I am so gay it hurts my loins. Going to see She's Just Not That Into You... again. Ohhh my goodness.
10 dollar pizza all the toppings you want. Wait Until You See This Pizza
Can the rest of this semester just go by as a montage?
he screamed PILLOW FIGHT and hit branden in the head with a pillow that had a fifth of vodka in it. then he asked why he wasnt laughing
Is a 'Dr. Willy Fister Gynecologist' costume appropriate for work?
If I come back tomorrow to find a certain football player tied up and locked in your closet, shit's gonna get real.
I'll set him free tomorrow morning ;)
Go tell your boss to go fuck himself because you have beer and doritos and zombies waiting on you
His girlfriends signaled their approval by pulling me off of him and in turn making out with me. I think I will hang out with this group more often
we were both freshly single and using each other as rebounds. most intense sex I've ever had. i felt like a grizzly bear emerging from hibernation in a whirlwind of sexual fury
Just taxi'd to the airport holding a zip lock bag of my own vomit.

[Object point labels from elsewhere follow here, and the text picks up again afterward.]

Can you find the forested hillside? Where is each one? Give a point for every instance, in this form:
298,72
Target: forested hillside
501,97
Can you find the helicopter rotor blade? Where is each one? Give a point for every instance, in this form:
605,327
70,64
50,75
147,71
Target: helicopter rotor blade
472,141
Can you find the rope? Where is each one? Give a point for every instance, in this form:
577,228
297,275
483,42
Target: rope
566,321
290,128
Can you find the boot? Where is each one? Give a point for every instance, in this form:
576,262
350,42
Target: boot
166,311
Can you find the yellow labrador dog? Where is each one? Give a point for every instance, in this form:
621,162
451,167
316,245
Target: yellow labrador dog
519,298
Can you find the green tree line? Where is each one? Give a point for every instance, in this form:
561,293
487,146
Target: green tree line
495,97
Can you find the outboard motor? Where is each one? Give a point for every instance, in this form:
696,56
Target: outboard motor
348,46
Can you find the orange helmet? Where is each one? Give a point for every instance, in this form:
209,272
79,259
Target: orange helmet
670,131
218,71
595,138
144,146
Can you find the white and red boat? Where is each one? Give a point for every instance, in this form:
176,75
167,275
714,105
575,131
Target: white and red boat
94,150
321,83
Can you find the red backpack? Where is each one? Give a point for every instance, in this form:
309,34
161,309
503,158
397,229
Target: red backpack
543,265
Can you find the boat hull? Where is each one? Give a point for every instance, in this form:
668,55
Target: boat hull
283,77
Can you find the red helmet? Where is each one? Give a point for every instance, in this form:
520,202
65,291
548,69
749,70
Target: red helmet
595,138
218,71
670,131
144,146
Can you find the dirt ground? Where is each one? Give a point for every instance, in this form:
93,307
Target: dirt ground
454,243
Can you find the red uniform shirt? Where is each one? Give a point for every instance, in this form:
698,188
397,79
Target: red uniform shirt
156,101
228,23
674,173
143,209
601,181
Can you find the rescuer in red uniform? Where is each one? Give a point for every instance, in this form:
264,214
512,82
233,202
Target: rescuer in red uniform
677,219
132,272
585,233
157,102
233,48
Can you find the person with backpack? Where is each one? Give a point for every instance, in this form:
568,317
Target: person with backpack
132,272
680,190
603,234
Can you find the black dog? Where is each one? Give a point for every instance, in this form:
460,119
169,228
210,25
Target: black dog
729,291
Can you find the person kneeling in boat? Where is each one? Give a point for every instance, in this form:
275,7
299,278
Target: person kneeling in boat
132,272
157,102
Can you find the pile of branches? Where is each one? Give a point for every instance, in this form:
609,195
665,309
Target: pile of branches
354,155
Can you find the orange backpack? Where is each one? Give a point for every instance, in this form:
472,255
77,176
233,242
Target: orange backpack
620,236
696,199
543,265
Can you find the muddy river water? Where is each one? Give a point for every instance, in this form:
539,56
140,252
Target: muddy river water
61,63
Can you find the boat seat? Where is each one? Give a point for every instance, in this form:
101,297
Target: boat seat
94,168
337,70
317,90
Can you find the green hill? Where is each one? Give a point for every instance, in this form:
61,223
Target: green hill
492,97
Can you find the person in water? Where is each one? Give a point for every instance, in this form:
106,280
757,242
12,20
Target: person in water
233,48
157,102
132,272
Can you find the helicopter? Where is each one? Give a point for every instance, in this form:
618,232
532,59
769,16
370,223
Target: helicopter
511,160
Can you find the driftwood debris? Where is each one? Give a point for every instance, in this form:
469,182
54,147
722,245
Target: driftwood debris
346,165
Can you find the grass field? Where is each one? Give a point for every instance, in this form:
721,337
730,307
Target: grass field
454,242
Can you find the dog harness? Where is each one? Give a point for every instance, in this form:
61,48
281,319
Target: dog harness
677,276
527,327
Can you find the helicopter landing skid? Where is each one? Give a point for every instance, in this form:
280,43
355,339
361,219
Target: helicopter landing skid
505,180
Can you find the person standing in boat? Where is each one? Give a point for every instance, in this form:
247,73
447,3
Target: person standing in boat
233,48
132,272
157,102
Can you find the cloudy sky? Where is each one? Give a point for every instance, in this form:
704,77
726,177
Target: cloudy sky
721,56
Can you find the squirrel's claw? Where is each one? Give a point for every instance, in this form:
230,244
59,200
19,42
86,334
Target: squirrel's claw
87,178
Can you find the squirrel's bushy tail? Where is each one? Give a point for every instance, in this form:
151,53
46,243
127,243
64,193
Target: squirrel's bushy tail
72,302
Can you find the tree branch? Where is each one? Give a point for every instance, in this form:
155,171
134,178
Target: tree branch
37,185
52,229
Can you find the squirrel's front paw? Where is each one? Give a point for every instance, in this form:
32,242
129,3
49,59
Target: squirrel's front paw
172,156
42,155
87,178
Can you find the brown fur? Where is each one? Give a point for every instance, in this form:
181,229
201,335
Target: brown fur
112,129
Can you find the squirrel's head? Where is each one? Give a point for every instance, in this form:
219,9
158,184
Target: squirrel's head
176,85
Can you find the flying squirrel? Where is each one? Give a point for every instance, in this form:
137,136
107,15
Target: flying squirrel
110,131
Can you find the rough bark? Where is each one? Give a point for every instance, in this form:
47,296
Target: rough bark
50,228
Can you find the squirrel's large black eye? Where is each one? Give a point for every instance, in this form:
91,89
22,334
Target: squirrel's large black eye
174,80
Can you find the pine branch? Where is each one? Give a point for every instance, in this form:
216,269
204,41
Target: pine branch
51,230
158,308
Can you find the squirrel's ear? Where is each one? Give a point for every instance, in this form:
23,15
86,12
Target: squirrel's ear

Bachelorette success.
You don't know being judged until its 7:30 in the morning and you're on 2 hours of sleep halfway between drunk and hungover wearing pajama pants at an international airport while saying how proud you are that you found the airport's bar immediately and how disappointed you are that it's closed
sorry I called you to cry about the state of the neopets economy
It's gonna be me and some oreos tonight. Basically like sex
I woke up an hour ago with orange fingers and a condom stuck to my head.. Wtf just happened?
It went from a "chill game of beer pong" to "absinthe body shots and a tits parade" in literally two minutes.
Told you inviting her was a good idea.